The air was filled with excitement and optimism. It was 2017 and Waterfront Toronto had just announced a partnership with Sidewalk Labs, the urban tech arm of Alphabet, Google's parent company, to develop a 12-acre plot of land along Toronto's eastern harbourfront known as Quayside. The premise of the project was to deliver an innovative new 'smart' neighbourhood, dubbed Sidewalk Toronto, that was infused with revolutionary technology and which would herald a new era of urban development for the digital age. Dan Doctoroff, star CEO of Sidewalk Labs and former deputy mayor of New York City, was leading the project and arrived in Toronto with much fanfare, along with the vocal support of Google founder Larry Page and Alphabet CEO Eric Schmidt. But less than three years later, after countless scandalous headlines, high-profile resignations, audacious land grabs, and mounting public distrust, the partnership crumbled and Sidewalk Labs left Toronto with next to nothing to show for it. What happened?

Conceptual rendering of former Sidewalk Toronto proposal, image via submission to Waterfront Toronto.

Globe and Mail reporter Josh O'Kane weaves together the complex web of characters, events, and documents that make up the Sidewalk Toronto saga in his new book, aptly named Sideways: The City Google Couldn't Buy. O'Kane paints a comprehensive picture of what went wrong and why, and connects the events in Toronto to the wider global struggle between data privacy, intellectual property rights, and the grossly underestimated powers of Big Tech. The book is not just an historical account of events, it is a stark warning for the future of our cities and the future of our individual privacy, and how woefully unprepared we may be in the battle for both.

Book cover for Sideways, image courtesy of Random House Canada 2022.

O'Kane was one of the primary reporters at the Globe and Mail who followed the Sidewalk Toronto story from start to finish and had a front row seat to all the ensuing drama. Pieced together from more than 150 interviews of people close to both sides of the project along with years of investigative reporting, O'Kane's account of events is likely to be the most complete we may ever have of the Sidewalk Toronto saga. 

Portrait of author Josh O'Kane, image courtesy of Random House Canada 2022.

Sideways presents a captivating story that reads like a boardroom TV drama. The book assembles an unexpectedly diverse cast of characters, from Prime Minister Justin Trudeau to former BlackBerry CEO Jim Balsillie, each of whom had a role to play that influenced the course of the Sidewalk Toronto project. The story even stretches to Berlin, where a group of activists successfully pushed a planned Google development out of their neighbourhood to resist gentrification, and to the Cambridge-Analytica scandal that shocked the world in 2018. The book details the pressing issues of the digital age, and offers a fresh perspective on the messy complexity of urban life.
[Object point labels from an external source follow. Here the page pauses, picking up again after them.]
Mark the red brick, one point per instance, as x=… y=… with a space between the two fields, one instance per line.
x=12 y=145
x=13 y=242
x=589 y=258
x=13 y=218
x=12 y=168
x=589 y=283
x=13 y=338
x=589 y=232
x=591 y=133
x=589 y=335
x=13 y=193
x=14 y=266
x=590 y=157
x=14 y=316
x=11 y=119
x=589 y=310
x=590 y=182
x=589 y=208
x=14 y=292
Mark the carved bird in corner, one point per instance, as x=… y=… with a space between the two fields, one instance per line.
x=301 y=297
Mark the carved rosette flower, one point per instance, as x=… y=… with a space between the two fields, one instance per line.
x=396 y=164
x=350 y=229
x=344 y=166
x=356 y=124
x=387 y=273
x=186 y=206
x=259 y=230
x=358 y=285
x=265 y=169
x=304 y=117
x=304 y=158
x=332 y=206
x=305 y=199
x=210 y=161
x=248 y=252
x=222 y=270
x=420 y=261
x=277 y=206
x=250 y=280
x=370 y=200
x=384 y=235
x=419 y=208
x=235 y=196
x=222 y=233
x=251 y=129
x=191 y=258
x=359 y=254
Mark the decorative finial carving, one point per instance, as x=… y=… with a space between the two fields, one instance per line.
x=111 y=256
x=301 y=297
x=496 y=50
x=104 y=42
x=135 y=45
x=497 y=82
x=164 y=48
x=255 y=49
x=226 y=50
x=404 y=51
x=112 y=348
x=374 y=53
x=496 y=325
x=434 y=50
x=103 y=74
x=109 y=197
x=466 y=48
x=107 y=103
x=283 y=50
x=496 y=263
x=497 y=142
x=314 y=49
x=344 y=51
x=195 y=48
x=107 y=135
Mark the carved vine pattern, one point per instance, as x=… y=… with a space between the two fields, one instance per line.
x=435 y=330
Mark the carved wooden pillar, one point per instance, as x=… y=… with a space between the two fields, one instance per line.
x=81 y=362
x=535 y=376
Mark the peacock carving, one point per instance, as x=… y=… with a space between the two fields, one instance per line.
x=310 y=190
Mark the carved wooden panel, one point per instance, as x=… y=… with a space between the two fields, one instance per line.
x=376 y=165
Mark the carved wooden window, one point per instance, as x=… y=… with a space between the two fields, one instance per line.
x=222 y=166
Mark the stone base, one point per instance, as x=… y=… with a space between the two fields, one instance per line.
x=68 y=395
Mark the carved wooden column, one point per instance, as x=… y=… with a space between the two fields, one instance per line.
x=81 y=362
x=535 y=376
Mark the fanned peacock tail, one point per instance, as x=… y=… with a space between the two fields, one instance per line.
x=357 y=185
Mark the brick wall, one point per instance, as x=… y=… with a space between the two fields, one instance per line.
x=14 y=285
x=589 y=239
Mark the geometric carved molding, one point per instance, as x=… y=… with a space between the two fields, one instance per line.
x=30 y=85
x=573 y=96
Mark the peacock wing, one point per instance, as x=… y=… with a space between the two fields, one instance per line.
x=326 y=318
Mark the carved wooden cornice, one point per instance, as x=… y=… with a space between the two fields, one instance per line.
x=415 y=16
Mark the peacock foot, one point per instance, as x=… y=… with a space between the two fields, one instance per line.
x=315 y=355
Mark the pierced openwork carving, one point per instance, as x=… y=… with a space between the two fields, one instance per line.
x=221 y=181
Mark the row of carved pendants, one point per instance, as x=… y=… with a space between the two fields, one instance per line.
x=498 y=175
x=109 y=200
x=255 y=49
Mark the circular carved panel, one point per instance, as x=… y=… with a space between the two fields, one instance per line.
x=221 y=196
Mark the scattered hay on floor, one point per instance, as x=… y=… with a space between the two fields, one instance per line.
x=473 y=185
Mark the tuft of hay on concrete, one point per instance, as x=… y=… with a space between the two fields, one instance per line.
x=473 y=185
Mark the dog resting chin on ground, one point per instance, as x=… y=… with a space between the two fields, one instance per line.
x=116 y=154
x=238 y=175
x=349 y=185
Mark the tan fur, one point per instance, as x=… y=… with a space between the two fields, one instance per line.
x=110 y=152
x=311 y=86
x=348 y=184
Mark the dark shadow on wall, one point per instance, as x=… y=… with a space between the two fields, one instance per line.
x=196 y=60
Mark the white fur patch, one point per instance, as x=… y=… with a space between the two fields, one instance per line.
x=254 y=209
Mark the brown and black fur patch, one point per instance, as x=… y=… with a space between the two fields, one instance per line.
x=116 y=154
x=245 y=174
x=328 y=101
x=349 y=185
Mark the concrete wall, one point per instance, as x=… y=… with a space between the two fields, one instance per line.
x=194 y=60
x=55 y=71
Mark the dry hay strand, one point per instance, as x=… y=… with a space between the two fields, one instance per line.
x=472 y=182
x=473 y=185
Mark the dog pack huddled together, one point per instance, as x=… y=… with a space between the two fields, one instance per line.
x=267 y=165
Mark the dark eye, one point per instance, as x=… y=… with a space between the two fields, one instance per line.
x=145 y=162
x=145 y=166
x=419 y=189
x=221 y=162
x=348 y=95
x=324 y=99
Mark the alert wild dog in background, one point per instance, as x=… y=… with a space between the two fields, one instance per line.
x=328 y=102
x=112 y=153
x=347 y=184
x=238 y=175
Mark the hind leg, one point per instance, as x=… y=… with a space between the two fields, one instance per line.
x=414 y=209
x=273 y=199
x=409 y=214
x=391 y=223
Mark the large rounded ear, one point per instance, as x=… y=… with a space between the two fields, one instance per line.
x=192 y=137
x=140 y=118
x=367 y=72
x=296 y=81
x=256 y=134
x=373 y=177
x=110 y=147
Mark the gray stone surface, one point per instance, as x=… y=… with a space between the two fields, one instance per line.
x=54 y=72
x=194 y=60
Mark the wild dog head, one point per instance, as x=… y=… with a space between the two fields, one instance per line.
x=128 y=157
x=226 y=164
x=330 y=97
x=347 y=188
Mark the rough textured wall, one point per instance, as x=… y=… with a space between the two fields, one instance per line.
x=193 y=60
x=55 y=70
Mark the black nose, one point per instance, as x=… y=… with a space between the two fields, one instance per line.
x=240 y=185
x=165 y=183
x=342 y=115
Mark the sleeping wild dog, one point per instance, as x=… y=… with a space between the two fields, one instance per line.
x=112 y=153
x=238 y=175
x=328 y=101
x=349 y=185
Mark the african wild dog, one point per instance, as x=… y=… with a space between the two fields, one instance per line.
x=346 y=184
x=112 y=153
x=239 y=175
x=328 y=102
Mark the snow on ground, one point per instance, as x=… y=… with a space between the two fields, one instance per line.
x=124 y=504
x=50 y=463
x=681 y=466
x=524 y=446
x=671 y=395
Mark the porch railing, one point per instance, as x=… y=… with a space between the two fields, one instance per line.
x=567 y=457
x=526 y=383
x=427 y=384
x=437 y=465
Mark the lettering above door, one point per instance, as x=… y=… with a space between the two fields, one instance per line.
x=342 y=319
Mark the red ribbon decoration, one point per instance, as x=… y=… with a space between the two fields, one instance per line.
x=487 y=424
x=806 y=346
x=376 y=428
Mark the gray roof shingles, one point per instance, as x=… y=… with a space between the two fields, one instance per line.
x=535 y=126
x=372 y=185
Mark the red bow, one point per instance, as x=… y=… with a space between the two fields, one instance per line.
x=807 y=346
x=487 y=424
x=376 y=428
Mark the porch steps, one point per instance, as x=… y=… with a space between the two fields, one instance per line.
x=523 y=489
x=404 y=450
Conceptual rendering of former Sidewalk Toronto proposal, image via submission to Waterfront Toronto.

With big egos, bold personal ambitions, frustrating bureaucracies, backroom politics, consequential miscommunications, and unexpected external forces, Sideways is a story of political intrigue, drama, hope, and frustration, with an uplifting air of David-versus-Goliath storytelling mixed with an eye-opening window into what a digital future might hold. It is a story with consequences that extend far beyond the muddy shores of Lake Ontario, but which also hits close to home in a city changing at a breakneck pace. All things considered, it is a story worth reading.

Sideways: The City Google Couldn't Buy by Josh O'Kane will be released on September 13, 2022, and can be picked up online or at your local bookstore.